En retransmisiones ilegales, cuanta más audiencia hay, mayor es el tráfico generado y, por tanto, mayores serían los ingresos de Cloudflare. LALIGA señala que los planes de pago de CDN pueden oscilar entre 5 y 50 dólares mensuales, dependiendo del uso.
No obstante, este razonamiento ignora un matiz clave: Cloudflare no vende fútbol, vende infraestructura. El hecho de que su red sea utilizada tanto por webs legales como ilegales no implica automáticamente connivencia, del mismo modo que un proveedor eléctrico no es responsable de lo que alguien haga con la electricidad en su casa.
El aumento de tráfico durante los partidos de fútbol
LALIGA afirma que los análisis de tráfico muestran incrementos significativos en la red de Cloudflare en España durante los horarios de partidos, algo que se repite de forma sistemática.

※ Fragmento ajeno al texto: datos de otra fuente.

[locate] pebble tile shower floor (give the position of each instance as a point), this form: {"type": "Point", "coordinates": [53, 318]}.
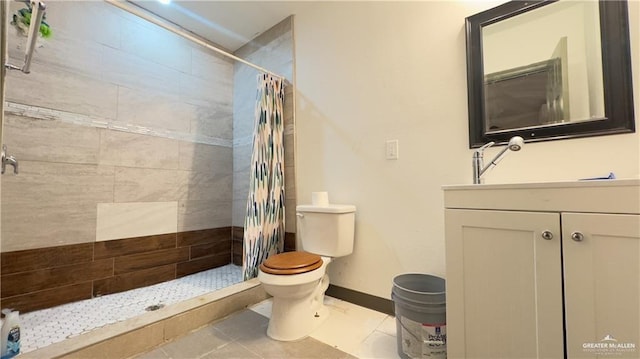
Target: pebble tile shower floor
{"type": "Point", "coordinates": [45, 327]}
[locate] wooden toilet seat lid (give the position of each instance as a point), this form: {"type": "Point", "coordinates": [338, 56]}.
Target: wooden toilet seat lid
{"type": "Point", "coordinates": [291, 263]}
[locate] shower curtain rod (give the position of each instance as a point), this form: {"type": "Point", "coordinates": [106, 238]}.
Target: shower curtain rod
{"type": "Point", "coordinates": [169, 26]}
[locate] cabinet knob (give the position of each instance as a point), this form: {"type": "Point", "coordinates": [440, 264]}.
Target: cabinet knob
{"type": "Point", "coordinates": [577, 236]}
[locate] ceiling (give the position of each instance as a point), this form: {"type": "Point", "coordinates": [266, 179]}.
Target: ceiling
{"type": "Point", "coordinates": [229, 24]}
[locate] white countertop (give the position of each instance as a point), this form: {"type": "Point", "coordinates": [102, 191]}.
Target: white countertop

Para la organización, esto refuerza la idea de que su infraestructura se utiliza activamente para distribuir retransmisiones piratas.
Sin embargo, esta correlación tampoco es concluyente. Cloudflare da servicio a millones de webs, incluidas plataformas de noticias, redes sociales, foros y servicios que también experimentan picos de tráfico cuando hay grandes eventos deportivos, incluso de forma completamente legal.

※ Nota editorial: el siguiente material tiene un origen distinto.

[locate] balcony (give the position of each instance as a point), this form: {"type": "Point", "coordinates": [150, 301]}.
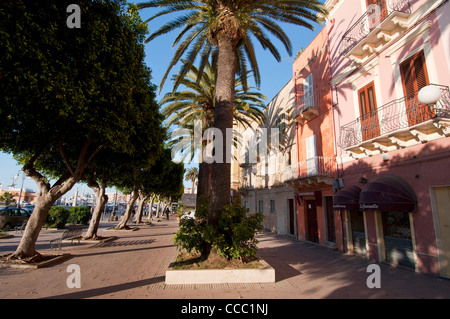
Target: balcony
{"type": "Point", "coordinates": [311, 173]}
{"type": "Point", "coordinates": [397, 124]}
{"type": "Point", "coordinates": [382, 22]}
{"type": "Point", "coordinates": [307, 106]}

Sentencias, sanciones y el caso italiano
LALIGA recuerda que en países como Francia, Alemania, Italia, Portugal, Moldavia o Japón se han iniciado acciones legales contra Cloudflare por su supuesta falta de colaboración. El caso más reciente es Italia, donde la compañía fue sancionada con más de 14 millones de euros por no cumplir con la ley antipiratería y el sistema conocido como “Piracy Shield”.
Tras esta sanción, el CEO de Cloudflare, Matthew Prince, respondió públicamente criticando la situación y advirtiendo de posibles consecuencias para clientes e instituciones italianas. Esta reacción fue duramente cuestionada por actores del mundo del fútbol como Serie A, European Leagues o la World Leagues Association.
Intermediarios tecnológicos y responsabilidad compartida
LALIGA defiende que los intermediarios tecnológicos deben asumir un papel más activo en la lucha contra la piratería, apoyándose en las conclusiones publicadas en noviembre de 2025 por la Comisión Europea sobre la Recomendación para combatir la piratería en eventos deportivos en directo.
No obstante, la crítica principal sigue siendo el cómo, no el qué. Empresas como Akamai, Google, Amazon, Twitch o Vercel colaboran con bloqueos selectivos y mecanismos de retirada rápida sin necesidad de derribar medio Internet cada vez que hay un partido.
El gran riesgo: normalizar el bloqueo indiscriminado
La estrategia de LALIGA sienta un precedente peligroso. Si se normaliza el bloqueo masivo de infraestructuras compartidas, cualquier sector podría justificar cortes generalizados en nombre de la protección de sus derechos.
Internet funciona gracias a infraestructuras comunes, y atacarlas de forma indiscriminada no solo perjudica a los “piratas”, sino también a empresas, desarrolladores y usuarios que cumplen la ley.
Usuarios y empresas atrapados en el fuego cruzado
LALIGA ha habilitado un correo electrónico afectadoscloudflare@laliga.es para que los afectados por los bloqueos contacten y soliciten que Cloudflare actúe sobre las IP compartidas. Sin embargo, esta solución traslada el problema a los usuarios legítimos, que se ven obligados a justificar su inocencia para poder seguir operando con normalidad.
En lugar de una cooperación técnica efectiva y quirúrgica, el enfoque actual convierte a miles de webs legales en rehenes temporales cada vez que rueda el balón.